Шалиньяк огляделся. Не было и воинов. Один механический человек, порядком распотрошённый, валялся на земле.
— Жак!.. — наливаясь багровым цветом, прорычал Шалиньяк. — Низкие, подлые собаки! Жалкие рабы!..
— Думаю, — прикладываясь к фляжке, отозвался Бенедиктус, — что рабы стали много богаче своих господ.
— Догоним. — Злат искал в сене меч. — Не могли они уйти далеко...
— Не догонишь, Злат, — сказал Бенедиктус. — Если учесть, что они увели и коней.
На коновязи болтались обрывки верёвок.
— Что ж, пусть так, — поднялся на ноги Бенедиктус и отбросил опустевшую фляжку. — Зато теперь чаша испита сполна.
Всё, что осталось от пышного некогда посольства, двигалось в молчании. Прохожий или проезжий могли бы принять наших путешественников за бедных переселенцев, каких много было в те годы на дорогах неспокойной Европы.

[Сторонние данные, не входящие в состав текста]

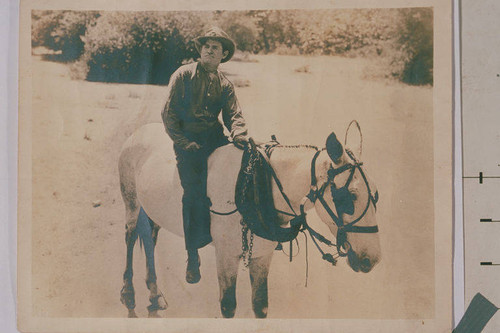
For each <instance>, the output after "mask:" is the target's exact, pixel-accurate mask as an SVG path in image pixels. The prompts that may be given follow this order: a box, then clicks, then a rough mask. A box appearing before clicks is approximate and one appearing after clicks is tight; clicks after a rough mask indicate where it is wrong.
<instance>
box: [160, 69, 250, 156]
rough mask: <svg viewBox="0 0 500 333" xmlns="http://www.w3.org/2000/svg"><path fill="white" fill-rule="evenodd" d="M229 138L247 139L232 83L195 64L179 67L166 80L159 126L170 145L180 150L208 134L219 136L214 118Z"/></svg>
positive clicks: (226, 78)
mask: <svg viewBox="0 0 500 333" xmlns="http://www.w3.org/2000/svg"><path fill="white" fill-rule="evenodd" d="M221 112H222V119H223V122H224V125H225V126H226V128H227V129H228V130H229V132H230V133H231V137H232V138H235V137H237V136H245V137H246V136H247V130H246V126H245V120H244V119H243V115H242V112H241V108H240V106H239V104H238V100H237V99H236V95H235V93H234V86H233V84H232V83H231V82H230V81H229V80H228V79H227V78H226V77H225V76H224V75H223V74H222V73H221V72H220V71H217V73H216V74H215V75H212V76H210V75H209V73H208V72H207V71H205V69H204V68H203V66H202V65H201V64H199V63H198V62H195V63H192V64H188V65H184V66H181V67H179V68H178V69H177V70H176V71H175V72H174V73H173V74H172V76H171V77H170V82H169V85H168V97H167V102H166V104H165V107H164V109H163V111H162V119H163V124H164V125H165V129H166V131H167V133H168V134H169V136H170V137H171V138H172V140H173V141H174V144H175V145H177V146H178V147H180V148H181V149H184V148H185V147H186V146H187V145H188V144H189V143H191V142H193V141H195V142H197V143H199V144H203V142H199V141H200V139H199V138H200V137H203V136H204V135H206V134H207V133H211V134H210V135H208V137H213V136H214V135H213V134H214V132H215V133H216V134H218V133H219V132H220V133H219V134H220V135H223V129H222V124H221V123H220V122H219V120H218V117H219V114H220V113H221Z"/></svg>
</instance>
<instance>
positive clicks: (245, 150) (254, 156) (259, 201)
mask: <svg viewBox="0 0 500 333" xmlns="http://www.w3.org/2000/svg"><path fill="white" fill-rule="evenodd" d="M263 154H269V153H268V152H264V151H261V150H260V149H258V148H257V147H256V146H255V144H253V143H252V144H250V145H248V148H246V149H245V151H244V153H243V157H242V161H241V169H240V172H239V174H238V180H237V182H236V192H235V201H236V207H237V208H238V211H239V212H240V214H241V215H242V217H243V222H244V223H245V224H246V225H247V226H248V228H249V229H250V230H251V231H252V232H253V233H254V234H256V235H257V236H259V237H262V238H265V239H268V240H271V241H278V242H281V243H282V242H288V241H291V240H293V239H295V238H296V237H297V235H298V233H299V230H300V227H301V225H302V223H301V221H300V218H298V217H296V218H294V219H292V220H291V221H290V227H283V225H284V224H286V223H287V221H284V220H283V219H282V218H280V216H279V215H278V211H277V210H276V208H275V206H274V200H273V191H272V183H273V179H274V177H275V174H274V170H272V166H271V165H270V164H269V163H268V158H269V155H267V156H263ZM275 181H277V182H279V180H277V178H276V179H275ZM290 215H292V214H290ZM292 216H294V215H292Z"/></svg>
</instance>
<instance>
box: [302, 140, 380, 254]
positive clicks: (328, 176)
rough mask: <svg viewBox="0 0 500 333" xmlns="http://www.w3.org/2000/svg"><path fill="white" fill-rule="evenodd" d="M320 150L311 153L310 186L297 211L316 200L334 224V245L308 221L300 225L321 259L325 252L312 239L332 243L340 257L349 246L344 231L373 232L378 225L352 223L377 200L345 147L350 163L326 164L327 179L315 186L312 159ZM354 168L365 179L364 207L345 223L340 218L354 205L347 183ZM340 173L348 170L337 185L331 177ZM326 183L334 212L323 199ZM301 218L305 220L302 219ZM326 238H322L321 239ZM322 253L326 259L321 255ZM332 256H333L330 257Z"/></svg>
mask: <svg viewBox="0 0 500 333" xmlns="http://www.w3.org/2000/svg"><path fill="white" fill-rule="evenodd" d="M323 150H324V149H322V150H318V151H317V152H316V154H315V155H314V157H313V159H312V161H311V189H310V191H309V193H308V194H307V195H306V196H305V198H304V199H303V200H302V203H301V206H300V211H301V215H302V214H305V212H304V206H305V203H306V201H311V202H312V203H315V202H316V200H318V201H319V202H320V203H321V205H322V206H323V208H324V209H325V211H326V212H327V213H328V215H329V216H330V218H331V219H332V220H333V222H335V224H336V226H337V229H338V230H337V244H333V243H332V242H330V241H328V240H327V239H326V238H325V237H324V236H322V235H320V234H319V233H317V232H316V231H314V230H313V229H312V228H311V227H310V226H309V225H308V224H307V222H305V221H304V227H305V229H306V230H308V232H309V233H310V235H311V238H312V239H313V241H314V243H315V244H316V247H318V249H319V250H320V252H321V253H322V254H323V259H325V260H327V261H330V260H329V258H330V256H328V254H325V253H324V252H323V251H322V250H321V248H320V247H319V246H318V244H317V242H316V241H315V238H317V239H318V240H320V241H321V242H323V243H325V244H327V245H330V246H332V245H335V246H336V248H337V252H338V255H339V256H341V257H345V256H347V254H348V252H349V250H350V249H351V245H350V243H349V241H348V240H347V233H349V232H350V233H376V232H378V226H377V225H374V226H357V225H355V224H356V223H358V222H359V221H361V219H362V218H363V217H364V216H365V215H366V213H367V212H368V209H369V208H370V205H371V204H373V207H374V208H375V209H376V208H377V202H378V192H375V194H373V193H372V190H371V188H370V184H369V181H368V178H367V177H366V174H365V172H364V171H363V168H362V165H363V163H362V162H359V161H358V160H357V159H356V157H355V156H354V154H353V153H352V152H351V151H350V150H348V149H346V150H345V151H346V153H347V155H348V156H349V158H350V159H351V160H352V161H353V163H346V164H345V165H342V166H340V167H338V168H334V167H333V166H332V167H330V169H329V170H328V173H327V174H328V178H327V180H326V181H325V183H323V184H322V185H321V187H319V188H318V186H317V177H316V160H317V159H318V156H319V155H320V154H321V152H322V151H323ZM356 171H359V173H360V174H361V176H362V178H363V181H364V182H365V185H366V189H367V192H368V199H367V202H366V205H365V208H364V210H363V212H362V213H361V214H360V215H359V216H358V217H356V218H355V219H354V220H352V221H351V222H349V223H347V224H346V223H345V221H344V219H343V215H344V214H348V215H352V214H353V213H354V207H353V206H354V204H353V200H354V199H353V194H352V193H350V192H349V185H350V184H351V182H352V180H353V179H354V174H355V172H356ZM344 172H349V176H348V178H347V181H346V182H345V184H344V185H343V186H342V187H340V188H337V187H336V185H335V177H336V176H338V175H340V174H342V173H344ZM328 186H330V187H331V193H332V199H333V204H334V205H335V210H336V212H337V214H335V213H334V212H333V210H332V209H331V207H330V206H329V205H328V203H327V202H326V200H325V198H324V192H325V190H326V188H327V187H328ZM304 220H305V219H304ZM325 240H326V241H325ZM325 256H326V258H325ZM331 257H332V259H334V258H333V256H331Z"/></svg>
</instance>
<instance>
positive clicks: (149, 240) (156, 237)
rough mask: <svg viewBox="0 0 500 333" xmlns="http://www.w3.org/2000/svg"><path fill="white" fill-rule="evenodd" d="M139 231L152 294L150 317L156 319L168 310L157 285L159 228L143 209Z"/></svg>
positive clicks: (137, 224) (150, 290) (140, 218)
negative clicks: (143, 249)
mask: <svg viewBox="0 0 500 333" xmlns="http://www.w3.org/2000/svg"><path fill="white" fill-rule="evenodd" d="M137 230H138V233H139V235H140V237H141V240H142V242H143V245H144V252H145V254H146V269H147V275H146V285H147V287H148V289H149V292H150V294H149V301H150V303H151V304H150V305H149V306H148V316H149V317H150V318H155V317H159V315H158V310H165V309H166V308H167V304H166V301H165V299H164V298H163V295H162V293H161V292H160V291H159V290H158V285H157V284H156V268H155V257H154V252H155V246H156V241H157V238H158V231H159V226H158V225H156V224H155V223H154V222H153V221H152V220H151V219H149V217H148V216H147V215H146V213H145V212H144V210H143V209H141V210H140V212H139V217H138V219H137Z"/></svg>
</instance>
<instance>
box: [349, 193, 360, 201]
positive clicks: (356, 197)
mask: <svg viewBox="0 0 500 333" xmlns="http://www.w3.org/2000/svg"><path fill="white" fill-rule="evenodd" d="M351 199H352V201H356V200H357V199H358V195H357V194H356V193H355V192H351Z"/></svg>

Анна шла впереди, укутанная тёмным шерстяным плащом. Остальные тянулись следом. Шалиньяк и Злат тащили на плечах механического человека, густо покрытого грязью и дорожной пылью.
Где-то далеко позади, отстав от всех, ковылял Роже, и в поникшей фигуре его были отчаяние, отрешённость и безнадёжность.
Осень была всё заметнее, на холмах, пригретых последним солнцем, золотились и алели виноградники. Дорога петляла среди кустарников, из рощи вдруг выводила к полям, раздваивалась, сливалась с другими дорогами. Путники держались глубоко наезженной колеи.
Механический человек оттягивал плечи, Злат и Шалиньяк обливались потом, но держались, по возможности, бодро.
Дорога привела на вершину холма, и здесь путники остановились. Злат и Шалиньяк, отдуваясь, бросили куклу на землю. «Прозит!» — неожиданно проскрипело в механической утробе.
Анна улыбнулась.
С вершины виднелись бесконечные просторы Иль-де-Франс. Изрезанные межами поля, цепочки красных тополей, далёкие церковные шпили освобождались от утреннего тумана.
— А ведь уже пахнет Францией! — сказал Бенедиктус. — Разрази меня тысяча громов, я чую запах молодого вина! Сейчас как раз время давить лозу... Надо признать, что единственное, чем бесспорно богат наш король, это добрым вином!
Но Анна не слышала, она вглядывалась вдаль, где среди холмов, покрытых золотистыми виноградниками, вилась дорога, и по дороге скакали сто человек всадников, и впереди них — ещё один, в золотом, развевающемся, как крылья, плаще.
Шалиньяк тоже вгляделся:
— Клянусь небом, я узнаю плащ короля! Это король! — и он радостно подбросил вверх свою мятую шляпу с пером.
— Если это король, — скорбно молвил подошедший Роже, — то что я ему скажу? Что?!.
— Не печальтесь, ваша святость, — отозвался Злат. — Вы скажете ему, что королева приехала.
Гордо вскинув голову, Анна ждала на вершине холма приближающихся всадников.